Libya, Libye, Lybie or Lybee (Λιβύη or Λυβίη) was the daughter of Epaphus, King of Egypt, in both Greek and Roman mythology. She personified the land of Ancient Libya in North Africa, and was considered by the Greeks to be the origin of the name of what is now Libya.

==Mythology==
As with much of Africa, the region of Libya was viewed in the lens of Greek mythology as a distant place. While Greeks are known to have been in contact with Africa since at least the Bronze Age, trade was largely centered on exchange with Egypt, from which it is likely that the term Libya actually originates (specifically in reference to the tribe of Libu).

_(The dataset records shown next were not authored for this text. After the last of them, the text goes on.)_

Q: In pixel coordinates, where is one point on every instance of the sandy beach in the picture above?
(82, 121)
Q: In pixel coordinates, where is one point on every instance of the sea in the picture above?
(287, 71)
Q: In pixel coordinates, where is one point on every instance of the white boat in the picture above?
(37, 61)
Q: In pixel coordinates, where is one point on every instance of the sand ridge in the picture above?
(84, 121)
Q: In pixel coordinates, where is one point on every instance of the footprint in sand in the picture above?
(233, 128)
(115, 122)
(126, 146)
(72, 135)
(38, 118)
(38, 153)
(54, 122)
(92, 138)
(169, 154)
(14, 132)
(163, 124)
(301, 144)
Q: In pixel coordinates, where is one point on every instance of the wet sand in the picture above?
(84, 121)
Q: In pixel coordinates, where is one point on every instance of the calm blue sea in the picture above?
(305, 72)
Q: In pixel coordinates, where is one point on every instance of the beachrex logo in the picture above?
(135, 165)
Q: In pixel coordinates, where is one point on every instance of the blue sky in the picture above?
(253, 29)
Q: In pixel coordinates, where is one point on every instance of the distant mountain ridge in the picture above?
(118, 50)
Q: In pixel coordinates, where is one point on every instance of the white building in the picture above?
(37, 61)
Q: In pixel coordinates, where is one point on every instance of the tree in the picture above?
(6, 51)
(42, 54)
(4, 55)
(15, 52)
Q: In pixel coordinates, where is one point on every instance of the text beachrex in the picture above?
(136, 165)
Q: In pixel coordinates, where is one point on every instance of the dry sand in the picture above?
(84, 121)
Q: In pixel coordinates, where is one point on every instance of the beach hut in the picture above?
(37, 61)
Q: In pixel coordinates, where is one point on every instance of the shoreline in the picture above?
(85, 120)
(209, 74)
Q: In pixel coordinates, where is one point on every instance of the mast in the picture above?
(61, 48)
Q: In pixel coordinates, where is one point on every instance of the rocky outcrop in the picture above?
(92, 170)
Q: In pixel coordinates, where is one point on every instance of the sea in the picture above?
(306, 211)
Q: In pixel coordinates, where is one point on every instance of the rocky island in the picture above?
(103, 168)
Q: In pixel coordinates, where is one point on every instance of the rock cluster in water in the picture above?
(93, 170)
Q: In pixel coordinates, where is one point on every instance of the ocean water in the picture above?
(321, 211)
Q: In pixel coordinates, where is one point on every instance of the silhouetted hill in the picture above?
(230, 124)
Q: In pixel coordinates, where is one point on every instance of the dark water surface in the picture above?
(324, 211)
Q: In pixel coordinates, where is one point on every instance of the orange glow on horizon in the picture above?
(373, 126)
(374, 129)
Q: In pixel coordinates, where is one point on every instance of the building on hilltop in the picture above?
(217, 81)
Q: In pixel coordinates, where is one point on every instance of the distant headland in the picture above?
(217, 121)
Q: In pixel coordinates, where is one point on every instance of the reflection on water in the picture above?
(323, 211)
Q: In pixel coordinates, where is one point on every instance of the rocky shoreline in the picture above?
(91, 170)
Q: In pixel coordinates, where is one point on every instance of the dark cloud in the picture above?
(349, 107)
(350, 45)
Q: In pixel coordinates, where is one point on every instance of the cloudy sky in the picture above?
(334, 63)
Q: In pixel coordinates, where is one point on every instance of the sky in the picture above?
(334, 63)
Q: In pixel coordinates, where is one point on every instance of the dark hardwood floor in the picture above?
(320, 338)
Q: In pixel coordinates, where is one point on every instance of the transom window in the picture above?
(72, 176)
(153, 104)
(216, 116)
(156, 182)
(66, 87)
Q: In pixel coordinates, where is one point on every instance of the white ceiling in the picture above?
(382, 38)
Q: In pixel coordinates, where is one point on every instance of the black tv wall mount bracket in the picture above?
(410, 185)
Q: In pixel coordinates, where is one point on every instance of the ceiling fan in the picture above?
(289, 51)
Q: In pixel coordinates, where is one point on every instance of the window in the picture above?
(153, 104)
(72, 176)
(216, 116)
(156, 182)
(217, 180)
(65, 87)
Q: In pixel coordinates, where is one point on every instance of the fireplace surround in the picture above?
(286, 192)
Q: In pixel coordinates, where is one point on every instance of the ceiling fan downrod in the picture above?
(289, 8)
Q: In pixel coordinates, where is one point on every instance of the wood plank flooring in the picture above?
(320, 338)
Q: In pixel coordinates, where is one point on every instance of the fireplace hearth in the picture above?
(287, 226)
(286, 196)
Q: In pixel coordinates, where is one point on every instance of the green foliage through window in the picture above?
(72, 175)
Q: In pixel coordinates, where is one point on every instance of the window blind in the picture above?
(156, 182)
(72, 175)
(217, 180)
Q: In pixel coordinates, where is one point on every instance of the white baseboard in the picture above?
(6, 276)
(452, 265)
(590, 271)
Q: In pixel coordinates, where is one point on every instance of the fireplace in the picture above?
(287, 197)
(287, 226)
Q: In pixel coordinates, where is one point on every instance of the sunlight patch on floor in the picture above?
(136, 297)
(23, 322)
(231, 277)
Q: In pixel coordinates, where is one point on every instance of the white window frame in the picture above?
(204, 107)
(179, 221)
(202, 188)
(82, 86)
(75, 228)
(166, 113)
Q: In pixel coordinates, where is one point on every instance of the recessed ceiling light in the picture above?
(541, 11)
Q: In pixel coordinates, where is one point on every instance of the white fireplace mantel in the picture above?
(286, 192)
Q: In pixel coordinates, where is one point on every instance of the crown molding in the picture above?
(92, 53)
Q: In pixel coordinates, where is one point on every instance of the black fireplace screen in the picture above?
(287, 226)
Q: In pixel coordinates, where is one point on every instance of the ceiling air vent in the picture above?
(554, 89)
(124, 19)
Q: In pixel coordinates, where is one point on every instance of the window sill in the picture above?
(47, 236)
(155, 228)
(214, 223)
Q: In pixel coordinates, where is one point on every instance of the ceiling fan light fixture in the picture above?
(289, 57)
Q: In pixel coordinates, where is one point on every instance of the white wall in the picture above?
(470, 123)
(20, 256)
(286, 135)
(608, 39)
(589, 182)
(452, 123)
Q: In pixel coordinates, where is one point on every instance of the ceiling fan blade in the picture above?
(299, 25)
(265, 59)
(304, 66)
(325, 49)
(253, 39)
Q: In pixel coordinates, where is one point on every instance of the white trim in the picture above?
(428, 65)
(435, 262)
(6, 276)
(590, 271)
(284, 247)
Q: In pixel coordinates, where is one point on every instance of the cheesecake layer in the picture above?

Personified as an individual, Libya was the daughter of Epaphus, the mythological king of Egypt and alleged founder of the city of Memphis. The mother of Libya is disputed, with some texts declaring her mother to be Memphis, daughter of the river-god Nilus. In Hyginus's Fabulae as well as Isidore of Seville's Etymologies, her mother was called Cassiopeia.

Libya was ravished by the god Poseidon to whom she bore twin sons, Belus and Agenor. Some sources name a third son, named Lelex. According to late accounts, Lybee (Libya) was the daughter of Munantius (i.e. Epaphus) who consorted instead with Zeus and became the mother of Belus.

Libya is also the mother of Calliste by Triton.